Mientras paseaba por el borde del lago de Sanabria, Carmen, una chica con más curiosidad que un gato en primavera, se topó con un ganso salvaje que parecía estar pidiendo ayuda con la mirada.
Los demás transeúntes, que ya habían aprendido a temerle a cualquier ave con plumas de tamaño sospechoso, se alejaban temiendo que el ganso les diera una “patadita”. Pero Carmen no podía quedarse mirando; decidió acercarse y ofrecerle algo de pan. Resultó, sin embargo, que el ganso no quería comer, sino que la invitaba a seguirlo, como quien dice ¡aquí hay lío!
Con un poco de valor y con la sospecha de que el ganso no estaba tramando una invasión Carmen se lanzó tras la ave, que la condujo rápidamente por un sendero de hierba. Allí, entre las piedras que bordean el lago, descubrió a un pequeño polluelo atrapado. Alrededor, la familia entera del ganso chapoteaba y graznaba, como si fuera una reunión familiar de domingo.
Con mucho cuidado, Carmen sacó al pichón y lo devolvió a sus padres. El ganso adulto volvió a reunirse con su cría y, satisfecho, se alejó nadando con la tropa completa.

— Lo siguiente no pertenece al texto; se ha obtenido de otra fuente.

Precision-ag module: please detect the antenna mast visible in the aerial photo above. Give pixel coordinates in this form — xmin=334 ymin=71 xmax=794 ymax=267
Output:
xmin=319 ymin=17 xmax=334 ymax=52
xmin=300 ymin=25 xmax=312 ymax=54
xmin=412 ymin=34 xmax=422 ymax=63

Pero los gansos, agradecidos, no se limitaron a decirle gracias con el pico. Días después aparecieron en el patio de la casa de Carmen, pico tras pico, para rendirle homenaje. Ella, que no tenía nada en contra de una compañía emplumada, les dio de comer y se aseguró de que ninguno se cayera del árbol de la viña.
Con el paso de las semanas, Carmen empezó a comprender lo importante que es prestar atención a quien el mundo suele pasar por alto. Cada mañana la recibían con alegres graznidos, cada tarde la acompañaban hasta la puerta y, cuando tenían que buscar comida, dejaban a sus polluelos bajo el cuidado de la joven.
Ya no había quien temiera al ganso; al contrario, la gente del pueblo venía a ver la insólita amistad entre una muchacha y una familia de aves silvestres. Así, aquel encuentro junto al lago no solo salvó a un diminuto ganso, sino que transformó la vida de Carmen, llenándola de ternura, confianza y una felicidad tan serena como el agua del lago.
Y cada vez que Carmen pasa por allí, el viento le susurra un alegre ¡gracias! que parece provenir de todas esas pequeñas alas que ahora forman parte de su día a día.